Tandis que s’intensifient les tensions nationales

Un conflit éclate entre le Royaume-Uni et l’Union européenne sur le Protocole nord-irlandais

Les hostilités politiques ont à nouveau éclaté entre la Grande-Bretagne et l’Union européenne au sujet du protocole sur l’Irlande du Nord.

Convenu dans le cadre de l’accord sur le Brexit conclu début 2020, le protocole régit le passage des marchandises entre le Royaume-Uni et les zones économiques de l’UE. Ainsi, la mise en place d’une frontière stricte, ou bien d’une infrastructure frontalière étendue, entre l’Irlande du Nord et la République d’Irlande, État membre de l’UE, mettrait en péril l’accord du Vendredi saint de 1998, qui a mis fin à un conflit armé de plusieurs décennies dans le nord.

Des véhicules au port de Larne, en Irlande du Nord, le mardi 2 février 2021. (AP Photo/Peter Morrison)

En vertu de cet accord, l’Irlande du Nord reste dans le marché unique européen des marchandises, dont le reste du Royaume-Uni s’est retiré. Les inspections de produits de l’UE et les contrôles douaniers sur les marchandises en provenance du Royaume-Uni sont effectués dans les ports d’Irlande du Nord immédiatement après la traversée de la mer d’Irlande et peuvent ensuite circuler librement dans toute l’île d’Irlande. Cette mesure a suscité l’opposition d’une grande partie du Parti conservateur et du Parti unioniste démocratique (DUP) d’Irlande du Nord, qui se sont plaints de la création effective d’une frontière en mer d’Irlande.

Le premier ministre Boris Johnson a soutenu l’accord de 2019 lors des élections générales de cette année-là en tant que moyen de «faire aboutir le Brexit». Mais les antagonismes n’ont pas cessé depuis, l’accord ayant été menacé par les deux parties au début de cette année et l’UE avait brièvement invoqué l’article 16, qui permet à une partie de suspendre unilatéralement des éléments de l’accord.

Les pourparlers qui visent à désamorcer la situation depuis lors n’ont fait que souligner les tensions nationales qui séparent la Grande-Bretagne et l’UE, à un moment où les tensions au sein de l’Union européenne elle-même augmentent.

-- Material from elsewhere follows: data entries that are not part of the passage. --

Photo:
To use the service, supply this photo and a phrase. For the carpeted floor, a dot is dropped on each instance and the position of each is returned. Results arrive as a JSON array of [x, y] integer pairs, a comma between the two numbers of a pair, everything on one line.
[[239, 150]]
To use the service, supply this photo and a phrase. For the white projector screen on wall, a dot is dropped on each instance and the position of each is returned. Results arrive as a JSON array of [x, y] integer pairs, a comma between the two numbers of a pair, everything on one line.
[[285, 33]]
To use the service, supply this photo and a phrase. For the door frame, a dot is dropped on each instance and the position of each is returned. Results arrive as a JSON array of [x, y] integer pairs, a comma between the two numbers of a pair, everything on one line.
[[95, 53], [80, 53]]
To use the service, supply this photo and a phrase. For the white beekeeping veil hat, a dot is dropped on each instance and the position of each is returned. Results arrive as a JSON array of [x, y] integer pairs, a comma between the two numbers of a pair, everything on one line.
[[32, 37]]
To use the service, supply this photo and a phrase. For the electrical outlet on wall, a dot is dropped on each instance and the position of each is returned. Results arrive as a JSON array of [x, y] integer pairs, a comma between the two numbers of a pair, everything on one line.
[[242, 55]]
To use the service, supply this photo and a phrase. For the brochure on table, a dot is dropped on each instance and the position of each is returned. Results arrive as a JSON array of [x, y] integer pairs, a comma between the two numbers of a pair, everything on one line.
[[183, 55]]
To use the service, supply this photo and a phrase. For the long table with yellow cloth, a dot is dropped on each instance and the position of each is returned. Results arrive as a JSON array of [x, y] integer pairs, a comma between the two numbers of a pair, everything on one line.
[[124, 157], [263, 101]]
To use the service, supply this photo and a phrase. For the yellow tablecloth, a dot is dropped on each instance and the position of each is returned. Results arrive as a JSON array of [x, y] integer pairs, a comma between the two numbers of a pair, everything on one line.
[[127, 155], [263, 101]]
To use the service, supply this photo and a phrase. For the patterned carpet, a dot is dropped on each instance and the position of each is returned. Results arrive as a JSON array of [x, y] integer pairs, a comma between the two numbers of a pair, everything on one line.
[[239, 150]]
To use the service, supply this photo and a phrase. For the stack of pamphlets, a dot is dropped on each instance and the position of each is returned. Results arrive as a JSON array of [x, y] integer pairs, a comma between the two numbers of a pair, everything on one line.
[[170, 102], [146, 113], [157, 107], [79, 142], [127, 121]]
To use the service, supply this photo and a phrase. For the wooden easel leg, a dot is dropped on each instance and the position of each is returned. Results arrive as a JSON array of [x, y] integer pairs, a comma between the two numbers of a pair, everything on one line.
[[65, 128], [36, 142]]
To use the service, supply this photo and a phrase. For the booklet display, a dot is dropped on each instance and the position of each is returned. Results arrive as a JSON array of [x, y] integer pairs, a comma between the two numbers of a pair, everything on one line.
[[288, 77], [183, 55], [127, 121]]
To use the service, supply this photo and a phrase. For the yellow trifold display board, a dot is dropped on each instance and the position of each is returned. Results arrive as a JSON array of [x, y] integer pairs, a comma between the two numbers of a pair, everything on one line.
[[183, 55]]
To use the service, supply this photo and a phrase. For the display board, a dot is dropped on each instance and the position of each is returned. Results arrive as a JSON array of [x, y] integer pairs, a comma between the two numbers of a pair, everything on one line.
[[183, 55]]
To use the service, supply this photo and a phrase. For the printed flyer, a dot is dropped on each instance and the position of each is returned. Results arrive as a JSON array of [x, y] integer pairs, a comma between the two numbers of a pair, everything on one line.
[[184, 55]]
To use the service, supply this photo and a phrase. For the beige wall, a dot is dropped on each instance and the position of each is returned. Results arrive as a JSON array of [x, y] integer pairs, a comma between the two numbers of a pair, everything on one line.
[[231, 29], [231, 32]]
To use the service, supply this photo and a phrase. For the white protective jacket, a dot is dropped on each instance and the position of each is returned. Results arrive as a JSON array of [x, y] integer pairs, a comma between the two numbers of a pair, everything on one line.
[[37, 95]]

Le ministre britannique chargé du Brexit, Lord Frost, a demandé l’abandon du protocole et la suppression de tous les contrôles douaniers entre la Grande-Bretagne et l’Irlande du Nord, ce qui permettrait aux marchandises de circuler librement si elles sont conformes aux réglementations britanniques ou européennes. Il souhaite également que la Cour de justice des Communautés européennes (CJCE) soit écartée de l’arbitrage des futurs litiges relatifs à l’accord, exigeant «un arbitrage international au lieu d’un système de droit européen contrôlé en dernier ressort par le tribunal de l’une des parties, la Cour de justice des Communautés européennes».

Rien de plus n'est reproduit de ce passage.